Chez le porc, nous savons que ces micro-organismes jouent un rôle très important dans le métabolisme des nutriments. En fait, il a récemment été prouvé que le fait d'avoir un entérotype ou un autre (c'est-à-dire un profil de microbiote ou un autre ) est directement lié à l'indice de conversion des animaux (Ramayo-Caldas et al., 2016). À son tour, le microbiote peut également affecter la santé intestinale. Nous serons intéressés par exemple par les bactéries butyrogènes (producteurs de butyrate), car le butyrate est une source d’énergie pour les entérocytes; ou qui fermentent en d'autres acides gras à chaîne courte tels que l'acétate ou le propionate, pour leurs fonctions énergétiques et antimicrobiennes.
Alimentation
Lorsque nous nourrissons nos porcs, non seulement nous fournissons des nutriments à nos animaux, mais nous fournissons également, dans une large mesure, le substrat nécessaire à leur microbiote. En conséquence, l'alimentation joue un rôle très important dans la santé intestinale, car en incluant certains ingrédients (fibres fermentescibles) ou des additifs fonctionnels (prébiotiques, acides organiques ...), nous pouvons agir sur la santé intestinale en favorisant un profil de fermentation et un microbiote spécifique selon ce qui nous intéresse.

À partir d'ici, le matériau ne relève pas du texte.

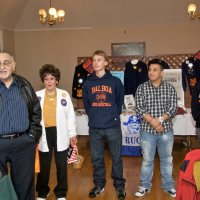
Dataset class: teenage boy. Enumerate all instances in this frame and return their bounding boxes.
[135,59,177,197]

En conclusion, les éléments présentés forment une triade d'éléments interdépendants qui devraient être en équilibre pour que nos animaux bénéficient d'une bonne santé intestinale. Un problème avec l'un de ces éléments, tel que la rupture de la membrane épithéliale des entérocytes, ou une modification soudaine du profil de fermentation du régime alimentaire cédera la place à une situation d’instabilité qui affectera l’efficacité et la productivité de l’animal. À leur tour, très souvent, ces problèmes peuvent conduire à une situation de pathologie gastro-intestinale, avec des pertes chez nos animaux et à des investissements dans une thérapie. Dans les prochains articles, nous aborderons plus particulièrement les stratégies pour renforcer cet équilibre, à savoir comment promouvoir la santé intestinale.